東京を出発してから約3時間後、僕は新魚津の駅で大きな不安に駆られていた。

駅員さんに立山までの行き方を確認したところ、「これから立山に?」と不思議そうな顔で聞かれた。11月30日で立山黒部アルペンルートが閉鎖されるため、その前日に立山に入るような人は珍しいのかもしれない。
駅員さんはどこかに電話をかけ始めた。

どうやら立山黒部アルペンルートの運行状況を問い合わせてくれているらしい。メモを取りながら頷いている。
「どうでした?」
と、電話を切った駅員さんに聞くと、これから来る電車で立山に向かえばギリギリ間に合うとのこと。立山発のケーブルカーは15時50分が最終で、その最終に乗ろうとしているのは僕1人だけだと言っている。
「本当に、今から行くのか?」
駅員さんに念を押されて、更に不安になった。ホテルの従業員もほとんど下山してるだろうし、お客もいないのでは、と心配してくれている。
客が僕1人だったらどうしよう?
今回の旅の目的は、「シャイニング」的なロケーションを楽しむことにある。肝試し的な旅ではない。
出来ることならこの駅員さんも一緒に連れて行きたい。
本気でそう思った。




もちろん、駅員さんと一緒に立山に向かうことは出来ないので、1人で向かった。この日は重苦しい曇天で、車窓を流れる景色を見ているとどんどん淋しくなってくる。




岩峅寺駅で停車中、トイレに行った。

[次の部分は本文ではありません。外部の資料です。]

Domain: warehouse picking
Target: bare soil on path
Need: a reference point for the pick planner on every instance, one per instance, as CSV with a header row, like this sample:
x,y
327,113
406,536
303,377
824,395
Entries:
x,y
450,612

駅員さんにトイレの場所を聞くと丁寧に教えてくれて「終わるまで待ってますから、ゆっくりどうぞ」と言ってくれた。新魚津といい岩峅寺といい、駅員さんが本当に親切である。

15時40分、ようやく立山駅に到着した。ちょうど下山して来たひとたちとすれ違ったのだが、みんなスキーの恰好をしている。僕みたいにデジカメを持ってウロウロしているような人は1人もいない。
そうか、みんなスキーを滑りに来るのか。
「シャイニング」っぽい、なんて理由でホテル立山に泊る人なんていないのだ。新魚津の駅員さんが不思議そうに僕を見ていた理由がやっと分かった。